Because of the obstruction by the opposition camp in 2015, the fifth-term chief executive failed to be elected through universal suffrage in 2017. On July 1, 2019, large groups of rioters stormed the LegCo building and wreaked havoc inside. During the District Council elections in November 2019, some candidates suffered verbal abuse and physical attacks by radicals on the street and even faced threats to their personal safety.
Tse Hiu-hung, 31, a candidate of the Election Committee elections who won uncontested, clearly remembers the chaotic past and strongly believes that the electoral changes are necessary.
With the new electoral system in place, Tse, who used to serve as a community worker, is confident that the Election Committee will elect true, capable patriots to address problems in Hong Kong and get the city out of its predicaments.
Hong Kong has been plagued by entrenched problems ranging from housing shortage to a wide wealth gap, and young people long for more opportunities. Political distractions over the past years have left such issues unsolved for a too long time.
Wong Wai-man, a 62-year-old electrician, lives in a tiny apartment with six family members, and they are eager to move to a bigger home. "I hope those elected will deal with our housing problem. There are hundreds of ordinary people on the new committee and I believe they can help with our deep-seated problems," he said.
To improve the well-being of Hong Kong's some 7 million people, the mainland will be a big help.
The central authorities have rolled out an array of favorable policies to bolster Hong Kong's development this year, including a new plan for comprehensively deepening the reform and opening-up of the Shenzhen-Hong Kong modern service industry cooperation zone in Qianhai.
"The biggest opportunity for Hong Kong's development lies in the mainland," said Luo Huining, director of the Liaison Office of the Central People's Government in the HKSAR.
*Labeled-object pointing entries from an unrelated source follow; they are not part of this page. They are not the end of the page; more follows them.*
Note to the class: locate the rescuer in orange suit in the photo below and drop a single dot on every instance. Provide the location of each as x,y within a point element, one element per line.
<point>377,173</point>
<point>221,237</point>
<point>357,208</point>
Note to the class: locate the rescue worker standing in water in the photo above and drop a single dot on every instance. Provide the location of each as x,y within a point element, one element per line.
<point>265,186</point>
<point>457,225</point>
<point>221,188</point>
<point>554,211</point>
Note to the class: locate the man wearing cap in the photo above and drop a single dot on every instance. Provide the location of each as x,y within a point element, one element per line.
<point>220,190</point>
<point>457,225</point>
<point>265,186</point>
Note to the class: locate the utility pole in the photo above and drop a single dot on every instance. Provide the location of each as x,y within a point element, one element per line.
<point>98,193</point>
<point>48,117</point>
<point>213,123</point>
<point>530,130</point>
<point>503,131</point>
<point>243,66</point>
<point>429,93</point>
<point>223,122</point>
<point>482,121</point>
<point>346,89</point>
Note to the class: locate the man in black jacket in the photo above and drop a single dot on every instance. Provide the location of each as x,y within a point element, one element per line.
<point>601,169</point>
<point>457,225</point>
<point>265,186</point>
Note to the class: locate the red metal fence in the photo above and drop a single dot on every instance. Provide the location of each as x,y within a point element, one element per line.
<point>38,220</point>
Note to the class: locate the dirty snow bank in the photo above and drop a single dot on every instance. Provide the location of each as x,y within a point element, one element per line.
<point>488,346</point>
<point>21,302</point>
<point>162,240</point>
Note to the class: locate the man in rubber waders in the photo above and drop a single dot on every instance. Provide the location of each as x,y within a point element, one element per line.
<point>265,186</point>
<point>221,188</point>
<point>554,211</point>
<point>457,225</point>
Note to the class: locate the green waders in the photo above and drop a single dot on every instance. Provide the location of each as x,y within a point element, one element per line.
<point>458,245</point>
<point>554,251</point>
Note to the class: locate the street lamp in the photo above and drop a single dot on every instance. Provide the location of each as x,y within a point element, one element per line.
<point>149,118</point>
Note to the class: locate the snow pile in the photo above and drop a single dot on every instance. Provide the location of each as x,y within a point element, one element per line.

Despite social unrest and the COVID-19 pandemic, Hong Kong has bounced back this year, with peace and stability restored and its economy rapidly recovering.
There have been fundamentally positive developments in Hong Kong thanks to the central authorities' support, Carrie Lam has said. "With national security protected and the electoral system improved, we have better conditions for the enduring success of 'one country, two systems,'" she added.